Before the industry ground to a halt worldwide due to the pandemic, humanity was at a tipping point in many destinations, from UNESCO World Heritage sites in European cities such as Prague and Venice to ancient cities like Machu Pichu in Peru or Angkor Wat in Cambodia.
“Over tourism” has become common parlance but, as the industry recovers and people take to the road again, the need to rebuild sustainably in a new era of travel responsibility is imperative. The course, taught by Pegi Vail, will explore the political economy and the cultural and environmental impact of tourism through an ethnographic examination of actual sites.

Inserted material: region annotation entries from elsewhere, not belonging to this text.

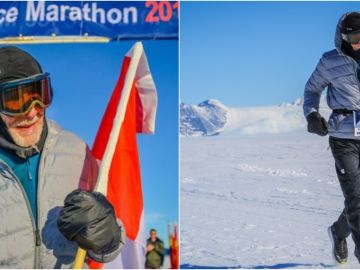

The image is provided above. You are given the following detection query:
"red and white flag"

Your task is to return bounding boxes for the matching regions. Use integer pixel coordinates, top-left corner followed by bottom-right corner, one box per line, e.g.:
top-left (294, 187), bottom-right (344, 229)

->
top-left (90, 42), bottom-right (157, 268)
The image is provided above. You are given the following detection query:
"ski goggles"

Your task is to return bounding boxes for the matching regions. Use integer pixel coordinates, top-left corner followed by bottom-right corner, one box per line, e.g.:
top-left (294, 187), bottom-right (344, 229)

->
top-left (0, 73), bottom-right (52, 116)
top-left (342, 31), bottom-right (360, 44)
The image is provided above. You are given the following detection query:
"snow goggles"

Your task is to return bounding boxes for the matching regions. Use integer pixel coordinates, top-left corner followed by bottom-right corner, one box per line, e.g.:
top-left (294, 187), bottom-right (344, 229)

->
top-left (0, 73), bottom-right (53, 116)
top-left (343, 31), bottom-right (360, 44)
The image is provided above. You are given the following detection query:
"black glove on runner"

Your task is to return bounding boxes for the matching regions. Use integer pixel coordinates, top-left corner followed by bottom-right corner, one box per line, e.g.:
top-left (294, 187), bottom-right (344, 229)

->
top-left (57, 189), bottom-right (125, 262)
top-left (306, 112), bottom-right (328, 136)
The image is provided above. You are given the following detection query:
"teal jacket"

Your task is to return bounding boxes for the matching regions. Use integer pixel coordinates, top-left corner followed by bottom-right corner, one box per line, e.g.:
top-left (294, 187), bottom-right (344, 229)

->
top-left (0, 121), bottom-right (98, 268)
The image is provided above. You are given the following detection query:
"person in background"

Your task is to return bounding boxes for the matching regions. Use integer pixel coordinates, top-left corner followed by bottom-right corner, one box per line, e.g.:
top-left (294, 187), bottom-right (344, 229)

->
top-left (145, 229), bottom-right (165, 269)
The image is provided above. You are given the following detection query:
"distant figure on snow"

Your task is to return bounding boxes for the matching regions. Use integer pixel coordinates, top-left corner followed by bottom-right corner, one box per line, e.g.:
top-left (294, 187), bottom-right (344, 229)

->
top-left (145, 229), bottom-right (165, 269)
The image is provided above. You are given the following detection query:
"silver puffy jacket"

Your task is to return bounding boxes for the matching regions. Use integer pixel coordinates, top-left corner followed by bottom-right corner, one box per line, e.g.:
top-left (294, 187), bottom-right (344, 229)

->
top-left (0, 121), bottom-right (98, 268)
top-left (303, 14), bottom-right (360, 139)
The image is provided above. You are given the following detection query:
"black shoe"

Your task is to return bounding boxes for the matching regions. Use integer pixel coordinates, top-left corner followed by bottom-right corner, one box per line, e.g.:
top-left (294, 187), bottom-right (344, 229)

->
top-left (328, 226), bottom-right (348, 263)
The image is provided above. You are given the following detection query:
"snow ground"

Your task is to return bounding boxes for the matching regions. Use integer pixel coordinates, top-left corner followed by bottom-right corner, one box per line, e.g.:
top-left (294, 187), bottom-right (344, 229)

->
top-left (180, 131), bottom-right (360, 269)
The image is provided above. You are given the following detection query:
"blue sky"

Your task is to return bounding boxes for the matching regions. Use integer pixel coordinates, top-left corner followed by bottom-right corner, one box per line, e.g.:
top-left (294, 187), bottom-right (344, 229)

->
top-left (180, 1), bottom-right (360, 107)
top-left (15, 40), bottom-right (178, 245)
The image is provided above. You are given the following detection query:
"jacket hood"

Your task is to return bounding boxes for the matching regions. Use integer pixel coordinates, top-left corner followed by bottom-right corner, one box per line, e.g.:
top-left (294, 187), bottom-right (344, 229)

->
top-left (334, 11), bottom-right (360, 52)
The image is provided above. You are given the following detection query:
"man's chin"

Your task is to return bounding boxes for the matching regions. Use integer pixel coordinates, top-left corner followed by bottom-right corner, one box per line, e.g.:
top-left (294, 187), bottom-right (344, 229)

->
top-left (9, 121), bottom-right (43, 147)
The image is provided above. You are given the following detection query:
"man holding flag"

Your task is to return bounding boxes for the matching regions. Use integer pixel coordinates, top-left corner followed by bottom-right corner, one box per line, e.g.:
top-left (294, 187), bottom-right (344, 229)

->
top-left (0, 47), bottom-right (125, 268)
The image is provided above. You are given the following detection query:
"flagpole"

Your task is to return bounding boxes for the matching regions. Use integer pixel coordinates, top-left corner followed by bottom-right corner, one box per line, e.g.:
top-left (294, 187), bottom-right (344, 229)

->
top-left (72, 42), bottom-right (143, 269)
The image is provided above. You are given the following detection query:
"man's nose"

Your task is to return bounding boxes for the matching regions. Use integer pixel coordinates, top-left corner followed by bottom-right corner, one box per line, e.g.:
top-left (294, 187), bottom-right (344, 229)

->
top-left (26, 104), bottom-right (43, 118)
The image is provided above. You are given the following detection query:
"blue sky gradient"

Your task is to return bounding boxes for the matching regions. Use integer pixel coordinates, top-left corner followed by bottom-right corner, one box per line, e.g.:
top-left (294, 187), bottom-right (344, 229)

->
top-left (15, 40), bottom-right (178, 245)
top-left (180, 1), bottom-right (360, 107)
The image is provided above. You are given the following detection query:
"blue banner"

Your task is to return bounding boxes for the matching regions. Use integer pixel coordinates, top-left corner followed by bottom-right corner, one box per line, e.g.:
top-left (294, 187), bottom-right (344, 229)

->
top-left (0, 1), bottom-right (179, 40)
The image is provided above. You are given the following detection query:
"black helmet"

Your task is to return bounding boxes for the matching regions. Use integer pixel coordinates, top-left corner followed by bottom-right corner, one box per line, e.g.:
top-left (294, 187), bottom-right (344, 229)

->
top-left (0, 46), bottom-right (42, 83)
top-left (341, 12), bottom-right (360, 35)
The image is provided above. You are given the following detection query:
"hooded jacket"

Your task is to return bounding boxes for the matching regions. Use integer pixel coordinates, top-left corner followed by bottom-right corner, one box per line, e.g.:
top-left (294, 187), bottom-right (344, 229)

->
top-left (0, 121), bottom-right (98, 268)
top-left (303, 13), bottom-right (360, 140)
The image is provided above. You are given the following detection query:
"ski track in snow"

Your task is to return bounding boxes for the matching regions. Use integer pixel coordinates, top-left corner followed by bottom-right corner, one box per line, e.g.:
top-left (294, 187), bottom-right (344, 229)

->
top-left (180, 132), bottom-right (359, 269)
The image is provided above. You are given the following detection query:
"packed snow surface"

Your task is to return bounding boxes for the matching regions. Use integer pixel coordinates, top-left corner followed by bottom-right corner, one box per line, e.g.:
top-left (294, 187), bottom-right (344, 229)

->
top-left (180, 98), bottom-right (360, 269)
top-left (180, 96), bottom-right (330, 137)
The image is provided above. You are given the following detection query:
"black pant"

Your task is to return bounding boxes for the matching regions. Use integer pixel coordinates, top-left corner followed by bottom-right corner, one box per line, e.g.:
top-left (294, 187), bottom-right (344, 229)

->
top-left (329, 137), bottom-right (360, 255)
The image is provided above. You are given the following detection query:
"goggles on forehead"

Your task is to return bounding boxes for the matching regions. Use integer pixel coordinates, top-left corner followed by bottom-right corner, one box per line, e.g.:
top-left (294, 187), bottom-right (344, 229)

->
top-left (0, 73), bottom-right (53, 116)
top-left (341, 31), bottom-right (360, 44)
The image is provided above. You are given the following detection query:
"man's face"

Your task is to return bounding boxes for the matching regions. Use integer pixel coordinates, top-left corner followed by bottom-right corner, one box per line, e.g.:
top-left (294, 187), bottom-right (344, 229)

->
top-left (0, 105), bottom-right (45, 147)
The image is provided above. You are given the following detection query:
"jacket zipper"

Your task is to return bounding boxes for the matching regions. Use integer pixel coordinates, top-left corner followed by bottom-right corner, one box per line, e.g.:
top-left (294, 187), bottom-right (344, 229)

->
top-left (35, 132), bottom-right (49, 269)
top-left (7, 166), bottom-right (41, 269)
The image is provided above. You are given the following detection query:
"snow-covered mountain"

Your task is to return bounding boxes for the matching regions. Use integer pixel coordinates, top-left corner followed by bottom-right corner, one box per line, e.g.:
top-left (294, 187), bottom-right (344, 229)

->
top-left (180, 99), bottom-right (228, 136)
top-left (180, 96), bottom-right (330, 137)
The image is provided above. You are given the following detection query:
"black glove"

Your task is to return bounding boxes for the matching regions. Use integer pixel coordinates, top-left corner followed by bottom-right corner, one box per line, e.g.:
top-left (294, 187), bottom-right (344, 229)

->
top-left (306, 112), bottom-right (328, 136)
top-left (57, 189), bottom-right (125, 262)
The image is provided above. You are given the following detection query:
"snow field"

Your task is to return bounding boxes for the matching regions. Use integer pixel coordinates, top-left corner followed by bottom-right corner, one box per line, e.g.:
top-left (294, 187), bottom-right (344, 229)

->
top-left (180, 132), bottom-right (359, 269)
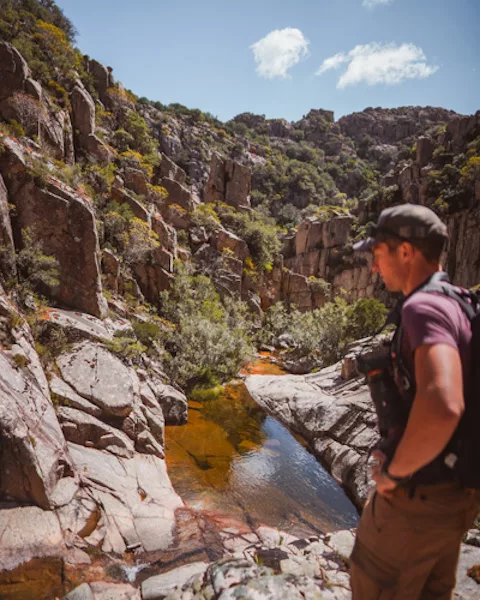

Students will focus on travel stories circulating in print, social media, and exhibitions spaces such as museums, cinema, and TV—exploring their role in shaping our experiences and destination perspectives.
Mediterranean Foodways: Cuisine, Culture, Sustainability
Florence, Italy
In Professor of Anthropology Jonathan Shannon’s “Mediterranean Foodways: Cuisine, Culture, Sustainability,” students will explore attitudes, beliefs and behaviors associated with food production, preparation, and consumption.
Students will explore the intersections of food, culture, and politics through analysis of the Mediterranean diet, food markets, the Slow Food movement, and the challenges of global food production, including sustainability and the problem of food waste.
Case studies from around the Mediterranean as well as film viewings and field excursions will enable students to appreciate the multiple and contradictory ways traditions are created and recreated in a globalized Mediterranean.
As part of the class, students will explore Florence’s eclectic markets to better understand the concepts of the class.
“Students will research the food markets and stalls of Florence using ArcGIS story mapping software. The Story Map will include geolocations of food stalls and markets, photos and videos of foods, and short text describing these public food entities,” said Shannon.
One of the central questions of the course is to explore sustainability in the context of foodways in the Mediterranean, and how that influences forms of social difference.